I once saw someone in a film waving down a car. They had put their hand out and the person driving stopped and the other person got in. I thought that was maybe what I should do, but before I’d decided I saw the car slowing anyway, so I just stood there, at the edge, watching it crawl to a stop. There were two people in the front seat and the driver wound down their window. It was a woman. She looked like she was about to speak, but before she could, the passenger-side door burst open and a man jumped out. A man I knew. I’d been crying already without realising, but at the sight of him I immediately burst into full, gasping tears.
‘Dad?’ I sobbed.
‘Kitty! What the hell are you doing out here? What’s happened to you?’
He was staring at me as if I looked a fright – and when I looked down I saw that I did. There were mud marks on my coat, one side of it was scratched so much the material had almost ripped, and my hands were cut and bleeding.
He saw that I was crying, trying to speak, and he came round to me and clasped my hurt hands. ‘Kitty, darling, tell me. Where’s Mum?’
I shook my head, and the tears rolled down my face.
I saw the worry growing in his tired eyes. Then he looked back at the woman, now standing by the door of the car, looking at me with big, curious eyes. She was rather beautiful, and slightly older than Dad. Her hair was short and modern-looking and she was wearing a brown leather jacket. ‘We need to find her,’ Dad continued. ‘Let’s get back to the house.’ The woman didn’t say anything, just nodded and got back behind the wheel. Dad led me by the hand to the car and helped me into the passenger seat.
‘Drive,’ he said, and she zoomed off. The trees blurred past the window. I was pulled away from them by Dad, who was trying to ask me questions. ‘Kitty, when did you last see Mum? Where was she when you last saw her?’
I tried to think about it, about how much time had passed, but I couldn’t get my thoughts in order. He got impatient. ‘Kitty! Please, answer me.’
‘I … I think she was in the lounge. I left her painting her nails with her favourite violent colour.’
‘Violet,’ he corrected automatically. ‘And how long ago was this?’
I shook my head again. ‘A little while. I forgot what the time was. You were gone so long. Why were you gone so long?’
He looked at me and I thought he was about to say something, then he turned back to face the way the car was going and carried on looking ahead.
It didn’t take us long to get back to the house. The car wound into the thicker parts of the trees and up towards the front door – still open, as I had left it.
‘There’s something else,’ I said, but he didn’t wait to listen.
‘Marjory!’ he shouted at the top of his voice and ran into the house.

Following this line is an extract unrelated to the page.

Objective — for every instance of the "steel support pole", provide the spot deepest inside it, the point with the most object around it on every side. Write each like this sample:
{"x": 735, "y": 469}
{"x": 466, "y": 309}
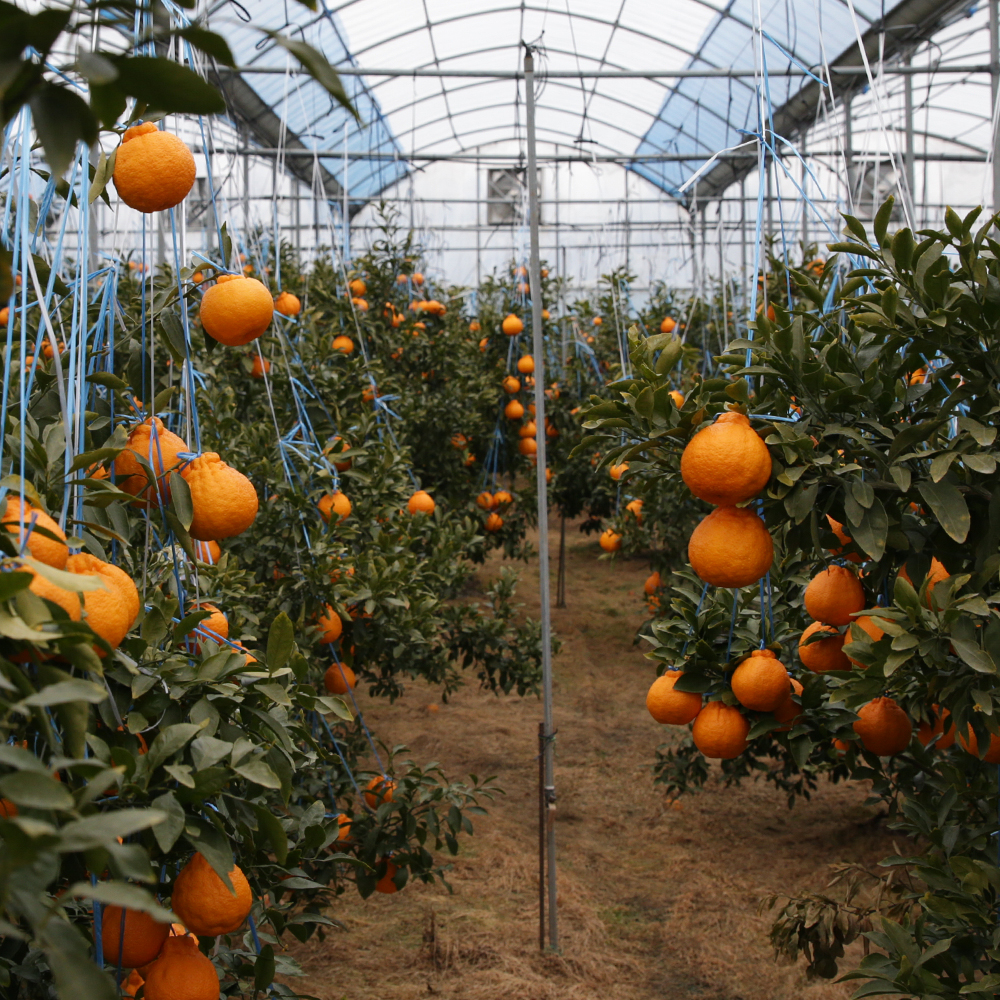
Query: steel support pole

‘Don’t worry,’ the woman said, turning round to face me. If she had been a new class teacher, or one of the team of women who gave me milkshakes at the café in the high street, I probably would have liked her. But right at that moment, I just wanted to get back in the house with Mum and Dad and close the door. ‘I’m sure your dad will find your mother soon.’
‘How do you know?’ I asked.
She didn’t seem to know what to say to this straight away. She paused for a moment, then said, ‘Whatever will happen, will happen.’
A noise to my left distracted me, and I turned to see Dad running out of the house. He still looked frantic. ‘No sign of her in there,’ he said.
‘I’ll get Kitty inside,’ said the woman in a businesslike way. ‘I’ll come and help you look for her in a sec.’
He shook his head. ‘No, both of you stay—’
A scream stopped him mid-sentence. Then another. Then a cry. It sounded just a short distance away.